Apa yang disebut dengan gula
reduksi?
Gula reduksi adalah gula yang memiliki gugus aldehid
(aldosa) atau keton (ketosa) bebas (Makfoeld dkk, 2002). Aldosa mudah
teroksidasi menjadi asam aldonat, sedangkan ketosa hanya dapat bereaksi dalam
suasana basa (Fennema, 1996).
Gula reduksi adalah
bentuk hasil dari penguraian polisakarida yang berupa glukosa dan fruktosa yang
mempunyai gugus reaktif untuk melakukan reaksi. Gugus reaktif tersebut berupa
aldehid atau keton bebas. Gula reduksi mempunyai kemampuan mereduksi CU2+ (ion
kupri) menjadi CU+ (ion kupro). Ion kupro tersebut mampu mengubah reagen
arsenomolibdat menjadi kompleks berwarna biru yang stabil (Poedjiadi, 1994).
Gula reduksi adalah
gula yang mempunyai kemampuan untuk mereduksi. Sifat mereduksi ini disebabkan
adanya gugus hidroksi yang bebas dan reaktif (lehninger,1982).

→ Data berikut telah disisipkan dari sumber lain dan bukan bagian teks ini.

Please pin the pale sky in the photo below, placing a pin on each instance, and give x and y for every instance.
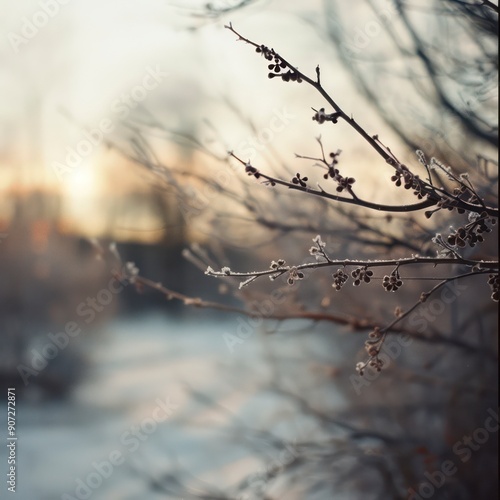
(101, 62)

Secara umum, reaksi tersebut digunakan dalam penentuan gula
secara kuantitatif. Penggunaan larutan Fehling merupakan metode pertama dalam
penentuan gula secara kuantitatif. Larutan fehling merupakan larutan alkalin
yang mengandung tembaga (II) yang mengoksidasi aldosa menjadi aldonat dan dalam
prosesnya akan tereduksi menjadi tembaga (I), yaitu Cu2O yang berwarna merah
bata dan mengendap. Maltosa dan laktosa adalah contoh gula reduksi.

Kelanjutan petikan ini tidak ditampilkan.